Style-aware structure guidance:

  • academic-science: emphasize assumptions, experiment setup, reproducibility limits.
  • academic-tech: emphasize architecture, implementation details, engineering trade-offs.
  • academic-trend: emphasize direction shifts, ecosystem implications, future outlook.
  • academic-applied: emphasize use cases, rollout constraints, KPI/ROI.

Step 4.5: Persist Markdown File

After drafting content, write the final markdown to file.

Default output path:

  • .paper2wechat/<paper_id>/outputs/<paper_id>.md

Rules:

  • Unless user explicitly asks for chat-only output, always write/update the markdown file.
  • Ensure output directory exists before writing.
  • Do not only return content in the chat pane.
  • After writing, report the absolute or repo-relative file path in the response.

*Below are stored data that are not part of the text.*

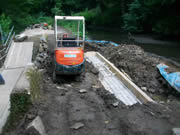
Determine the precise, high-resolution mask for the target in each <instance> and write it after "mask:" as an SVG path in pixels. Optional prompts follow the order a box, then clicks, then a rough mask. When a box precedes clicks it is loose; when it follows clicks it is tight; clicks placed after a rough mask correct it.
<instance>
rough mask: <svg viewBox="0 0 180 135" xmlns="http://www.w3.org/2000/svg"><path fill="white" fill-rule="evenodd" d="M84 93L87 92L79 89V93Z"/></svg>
mask: <svg viewBox="0 0 180 135" xmlns="http://www.w3.org/2000/svg"><path fill="white" fill-rule="evenodd" d="M86 92H87V90H86V89H81V90H79V93H86Z"/></svg>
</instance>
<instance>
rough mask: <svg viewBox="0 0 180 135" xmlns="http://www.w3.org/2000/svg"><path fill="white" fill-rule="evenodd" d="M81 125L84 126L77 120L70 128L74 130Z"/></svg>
mask: <svg viewBox="0 0 180 135" xmlns="http://www.w3.org/2000/svg"><path fill="white" fill-rule="evenodd" d="M82 127H84V124H83V123H81V122H77V123H75V124H74V125H73V126H71V128H72V129H75V130H77V129H79V128H82Z"/></svg>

Never add tool-credit disclaimers like “本文由...自动生成”. Never output tool-wrapper artifacts in markdown body, including:

  • </content>
  • <parameter name="filePath">...
  • local absolute paths like /Users/...

Step 5: Validate Output Quality

Check the final markdown file:

  • Structure is complete and readable on mobile.
  • Style and tone match requested audience.
  • Dynamic 2-6 images are inserted with contextual text and captions when available and appropriate.
  • Claims and numbers align with source content.
  • Output path exists (default: .paper2wechat/<paper_id>/outputs/<paper_id>.md).
  • MUST verify every image link resolves from output file directory.
  • MUST verify markdown does not contain tool-wrapper artifacts (</content>, <parameter name="filePath">, absolute local paths).

Resources

  • scripts/fetch_paper.sh: standalone entrypoint to parse paper and extract figures into cache.
  • scripts/parse_paper.py: standalone parser with caption-aware figure extraction and fallback strategies.
  • scripts/detect_style.py: recommend style from parsed paper content.
  • references/style-guide.md: style selection rules and wording constraints.
  • references/article-template.md: reusable WeChat article scaffold.